When I’m idly sitting in my dining room or on my porch, I sometimes think about the lives that have been lived within the walls of my house, or all the boots and shoes that have been worn while walking around the earth outside. It is parallel to this history that I find myself having created the graphic novella that shares its name with the farm. What I have done with Lumpy Acres, the book, is to establish a chronicle of my history, my families history, and the property’s history as it is in 2017, 115 years after its establishment. This book is our story, the story of the Lump family, and when we are gone from this place and people look back on the history of this property, my book will be our contribution to the continuing narrative of this spot on the earth.
Instead of trying to pass ourselves off as amazing farmers I told our story as it really happened: I work at a grocery store to pay the bills, we’re just learning how to grow our own food, we do our work ourselves and by hand without the help of tractors or machinery, and we generally don’t know what we are doing but we’ve been learning a ton along the way.
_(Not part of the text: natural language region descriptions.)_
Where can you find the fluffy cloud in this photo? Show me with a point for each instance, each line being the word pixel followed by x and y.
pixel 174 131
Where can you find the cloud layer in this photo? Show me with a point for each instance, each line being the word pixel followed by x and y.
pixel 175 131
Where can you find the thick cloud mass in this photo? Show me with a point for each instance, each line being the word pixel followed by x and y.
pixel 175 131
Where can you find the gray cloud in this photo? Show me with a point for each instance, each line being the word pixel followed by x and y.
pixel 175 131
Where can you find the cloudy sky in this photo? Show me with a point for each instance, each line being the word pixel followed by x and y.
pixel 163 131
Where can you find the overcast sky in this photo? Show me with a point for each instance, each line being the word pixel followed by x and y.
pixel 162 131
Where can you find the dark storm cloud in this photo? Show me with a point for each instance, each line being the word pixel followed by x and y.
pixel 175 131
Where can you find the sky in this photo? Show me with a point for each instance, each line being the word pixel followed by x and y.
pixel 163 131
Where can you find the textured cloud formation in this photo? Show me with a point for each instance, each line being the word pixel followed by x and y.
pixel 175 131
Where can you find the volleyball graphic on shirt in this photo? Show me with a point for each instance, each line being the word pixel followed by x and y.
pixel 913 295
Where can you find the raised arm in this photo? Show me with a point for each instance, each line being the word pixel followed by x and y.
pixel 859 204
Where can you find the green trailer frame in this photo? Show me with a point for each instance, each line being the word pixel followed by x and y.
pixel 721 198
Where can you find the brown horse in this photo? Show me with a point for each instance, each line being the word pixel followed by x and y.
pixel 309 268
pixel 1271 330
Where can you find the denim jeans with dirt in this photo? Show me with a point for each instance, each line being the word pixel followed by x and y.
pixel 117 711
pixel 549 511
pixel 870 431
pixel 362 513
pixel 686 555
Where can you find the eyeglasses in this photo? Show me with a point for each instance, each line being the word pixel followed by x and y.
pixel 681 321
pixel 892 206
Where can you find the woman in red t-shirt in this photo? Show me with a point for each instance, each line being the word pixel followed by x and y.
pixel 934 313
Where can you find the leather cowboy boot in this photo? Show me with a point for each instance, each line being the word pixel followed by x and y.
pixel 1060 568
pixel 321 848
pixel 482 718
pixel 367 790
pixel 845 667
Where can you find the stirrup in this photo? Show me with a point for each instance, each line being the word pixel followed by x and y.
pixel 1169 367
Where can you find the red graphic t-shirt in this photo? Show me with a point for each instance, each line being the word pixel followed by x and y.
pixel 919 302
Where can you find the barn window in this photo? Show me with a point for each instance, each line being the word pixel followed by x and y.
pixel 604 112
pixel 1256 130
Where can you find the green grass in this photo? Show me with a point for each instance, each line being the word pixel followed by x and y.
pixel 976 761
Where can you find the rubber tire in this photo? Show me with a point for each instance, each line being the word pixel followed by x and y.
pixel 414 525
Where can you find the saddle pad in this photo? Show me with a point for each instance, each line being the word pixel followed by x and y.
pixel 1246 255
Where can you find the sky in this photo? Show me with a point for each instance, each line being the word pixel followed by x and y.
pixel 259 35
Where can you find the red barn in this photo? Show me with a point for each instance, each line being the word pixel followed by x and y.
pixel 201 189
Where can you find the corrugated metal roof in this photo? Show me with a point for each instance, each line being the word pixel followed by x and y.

The physical form of the book is 48 pages, 9 and a quarter by 10 and 3 quarter inches, with 5 colors used throughout. The form doesn’t neatly fit into a particular established category for the comics medium, it is kind of short to be called a graphic novel but it is longer and bigger in scope than a single issue of a comic book series. So I have tended to stick with comic memoir or graphic novella. The stories in Lumpy Acres are not just a random collection of anecdotes. The pacing and placement of each narrative, even each blank page, is put there with the intention of creating space and time that emulates the sense of time on the farm.
The structure of the narrative is divided into 4 parts that follow the seasons of a year: Winter, Spring, Summer, and Fall. Each chapter begins with a spot illustration of the landscape of my farm, my house, and the barn that was built in the 1890s. The chapters are of varying lengths, from 8 to 15 pages, depending on how important that time of year is to the farm and my experience. Each season ends with another spot illustration of a more conceptual approach, based on the strongest theme of the chapter.